# How To Make Dim Sum Dough



## longfellow (Jun 11, 2008)

does anyone know how to make Dim Sum dough.found a few recipes on the net but didn't work out.
thanks


----------



## kuan (Jun 11, 2001)

There are different kinds of dough. What kind of dim sum are you looking to make?


----------



## longfellow (Jun 11, 2008)

The white dough and clear white dough


----------



## kuan (Jun 11, 2001)

The transparent dough is made with primarily wheat starch and some cornstarch, boiling water, and shortening.

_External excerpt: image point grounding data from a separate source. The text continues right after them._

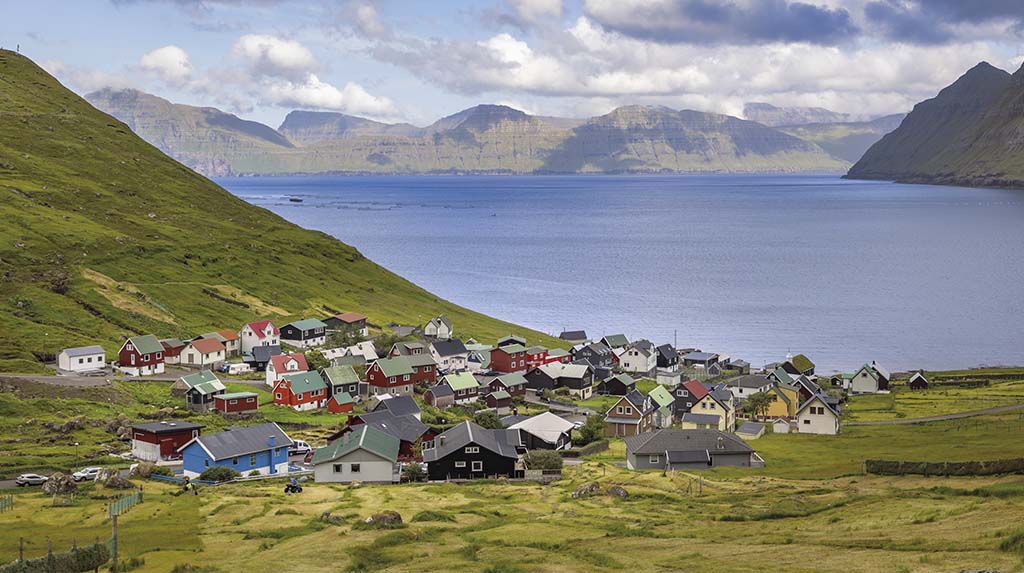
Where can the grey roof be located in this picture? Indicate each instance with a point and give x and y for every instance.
(700, 417)
(502, 442)
(685, 440)
(166, 426)
(406, 428)
(83, 351)
(243, 441)
(399, 405)
(751, 428)
(750, 381)
(450, 347)
(691, 456)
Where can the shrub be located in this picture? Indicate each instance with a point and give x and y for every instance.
(544, 459)
(219, 474)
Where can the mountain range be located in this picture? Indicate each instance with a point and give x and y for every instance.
(972, 133)
(483, 139)
(105, 236)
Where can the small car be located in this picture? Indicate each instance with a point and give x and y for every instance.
(30, 479)
(85, 474)
(299, 447)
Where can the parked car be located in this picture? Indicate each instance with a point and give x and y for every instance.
(30, 479)
(85, 474)
(299, 447)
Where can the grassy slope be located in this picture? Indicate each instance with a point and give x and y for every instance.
(105, 236)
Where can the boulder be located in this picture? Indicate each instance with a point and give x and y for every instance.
(384, 519)
(587, 490)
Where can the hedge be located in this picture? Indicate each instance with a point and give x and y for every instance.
(987, 468)
(79, 560)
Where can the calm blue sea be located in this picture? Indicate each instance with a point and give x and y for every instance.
(752, 265)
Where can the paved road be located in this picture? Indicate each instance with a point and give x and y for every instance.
(957, 415)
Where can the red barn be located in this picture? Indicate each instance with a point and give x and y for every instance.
(509, 358)
(237, 402)
(301, 391)
(160, 440)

There are a lot of different white doughs.


----------



## longfellow (Jun 11, 2008)

THanks for info
I am trying to learn asian cuisine and having differculty with the doughs.What other doughs should I learn to make.


----------



## benrias (May 2, 2003)

I seem to remember that Ming Tsai had a pretty decent hargow/harghou skin recipe. Look him up, but I seem to remember that it was pretty simple like wheat starch and water? maybe rice flour and water? Good luck!


----------



## kuan (Jun 11, 2001)

Potsticker dough, bao dough. Those will get you a long ways. Then make fresh flat rice noodles. Those are pretty basic but impressive.


----------



## longfellow (Jun 11, 2008)

Thanks kuan i give them a try. having differcult time finding wheat starch tho but i keep looking.quick question what is your fav cuisine of the oreint? and why.


----------



## benrias (May 2, 2003)

Check your local asian grocery store (if there is one near you). They will have the right ingredients. If there is only an asian convenience store nearby, they might not have the ingreds. but the average grocery store probably won't have the right stuff.


----------



## cem2323 (Jan 26, 2010)

Hello, i am involved in food import business and currently imported 2 different kinds of flours:
- rice flour
- gutinious rice flour
- tapioca flour
I would like to know what kinds of dim sums can be prepared using these or where else these can be used in Chinese cuisine? Many thanks


----------